Groundwater recharge demonstrates the collection of water from the retarded area
below the water table surface, composed with the connected flow from the water table within
the permeable region. Groundwater recharge happens when water flows previous the
groundwater level and penetrates into the drenched region. The results from different
thematic layers helps to identify the potential zones. Soil map helps to identify the soil types
and the infiltration capacity, geological map helps to understand different layer of geology,
land use and land cover map helps to identify different classes in the region of interest,
rainfall map helps to find the availability of water, slope map helps to understand the
direction of flow of water.
Water is one of the most essential commodities for mankind and the largest available source
of fresh water lays underground. It is one of the most significant natural resources which
support both human needs and economic development. Demand of increase in the
agricultural, industrial and domestic activities in recent years has increased the demand for
groundwater. The occurrence of groundwater at any place on the earth is not a matter of
chance but a consequence of the interaction of the climatic, geological, hydrological,
physiographical and ecological factor. The movement of groundwater is controlled mainly by
porosity and permeability of the surface and underlying lithology. The same lithology
forming different geomorphic units will have variable porosity and permeability thereby
causing changes in the potential of groundwater.

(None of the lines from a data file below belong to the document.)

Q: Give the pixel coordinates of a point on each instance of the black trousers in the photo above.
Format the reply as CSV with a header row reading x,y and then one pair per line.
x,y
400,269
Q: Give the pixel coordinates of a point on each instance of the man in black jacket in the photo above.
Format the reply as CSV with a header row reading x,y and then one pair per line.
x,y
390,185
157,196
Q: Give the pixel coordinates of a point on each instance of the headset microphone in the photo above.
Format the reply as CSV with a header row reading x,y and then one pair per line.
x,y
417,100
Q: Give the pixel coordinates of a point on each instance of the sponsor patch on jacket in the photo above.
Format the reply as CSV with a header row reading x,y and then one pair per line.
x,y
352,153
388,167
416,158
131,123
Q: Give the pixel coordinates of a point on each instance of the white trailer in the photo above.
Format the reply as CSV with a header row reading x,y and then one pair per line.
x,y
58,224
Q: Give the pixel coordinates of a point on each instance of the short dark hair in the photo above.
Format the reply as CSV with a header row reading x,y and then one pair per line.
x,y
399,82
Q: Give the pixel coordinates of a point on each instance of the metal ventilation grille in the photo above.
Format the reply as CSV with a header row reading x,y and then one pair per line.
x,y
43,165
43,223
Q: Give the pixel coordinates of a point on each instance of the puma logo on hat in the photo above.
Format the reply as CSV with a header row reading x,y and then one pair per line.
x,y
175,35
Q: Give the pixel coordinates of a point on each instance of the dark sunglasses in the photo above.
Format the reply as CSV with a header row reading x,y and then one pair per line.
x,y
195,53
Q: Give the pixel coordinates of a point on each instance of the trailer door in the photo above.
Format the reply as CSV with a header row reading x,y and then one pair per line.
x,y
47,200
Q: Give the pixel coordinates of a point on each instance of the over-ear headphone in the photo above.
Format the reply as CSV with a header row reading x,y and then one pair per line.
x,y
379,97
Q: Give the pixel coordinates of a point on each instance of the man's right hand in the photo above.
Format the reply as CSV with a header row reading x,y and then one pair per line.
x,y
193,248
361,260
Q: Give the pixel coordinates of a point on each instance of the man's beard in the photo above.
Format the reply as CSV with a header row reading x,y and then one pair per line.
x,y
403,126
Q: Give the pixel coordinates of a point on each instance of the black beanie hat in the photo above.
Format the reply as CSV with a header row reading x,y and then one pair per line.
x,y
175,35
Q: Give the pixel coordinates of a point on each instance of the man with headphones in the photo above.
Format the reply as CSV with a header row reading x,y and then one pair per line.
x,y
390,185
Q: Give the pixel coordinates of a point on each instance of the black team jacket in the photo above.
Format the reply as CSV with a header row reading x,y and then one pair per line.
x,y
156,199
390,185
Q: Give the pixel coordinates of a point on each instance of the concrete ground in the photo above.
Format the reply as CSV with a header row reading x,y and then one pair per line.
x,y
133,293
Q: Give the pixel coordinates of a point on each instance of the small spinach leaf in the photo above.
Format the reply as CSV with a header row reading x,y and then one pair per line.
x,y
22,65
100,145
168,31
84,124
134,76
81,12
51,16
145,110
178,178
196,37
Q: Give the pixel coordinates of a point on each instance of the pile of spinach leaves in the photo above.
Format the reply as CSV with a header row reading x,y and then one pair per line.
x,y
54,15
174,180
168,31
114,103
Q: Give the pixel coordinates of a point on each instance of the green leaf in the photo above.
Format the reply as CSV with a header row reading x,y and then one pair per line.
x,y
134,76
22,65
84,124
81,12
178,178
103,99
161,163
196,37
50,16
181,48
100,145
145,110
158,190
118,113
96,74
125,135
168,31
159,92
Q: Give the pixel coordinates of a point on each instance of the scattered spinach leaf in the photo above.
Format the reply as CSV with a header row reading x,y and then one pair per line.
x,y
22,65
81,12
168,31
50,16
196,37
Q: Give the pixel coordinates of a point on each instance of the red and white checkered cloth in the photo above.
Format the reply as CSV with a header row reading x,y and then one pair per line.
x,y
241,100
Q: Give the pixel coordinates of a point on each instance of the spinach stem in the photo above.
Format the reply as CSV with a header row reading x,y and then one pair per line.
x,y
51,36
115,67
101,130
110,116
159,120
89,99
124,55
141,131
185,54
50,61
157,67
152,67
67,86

2.REMOTE SENSING AND GIS TECHNIQUES
Remote sensing and GIS plays a vital role in developing of water and land resources
management. The advantage of using remote sensing is to develop information on spatial
technology which is useful for analysis and evaluation (A. Sciences, 2017).Remote Sensing is
the science of acquiring information about the earth surface without being contact with it.
This is done by sensing, recording, analysing and applying the information. GIS is a
collection of computer hardware, software and geographic data for capturing, storing,
analyzing, and manipulating data for geographical information (Tiwari & Shukla, 2015). For
getting the soil, land use and land cover, geology, geomorphology, rainfall, drainage density
data high resolution satellite images are taken for mapping of groundwater zones (E.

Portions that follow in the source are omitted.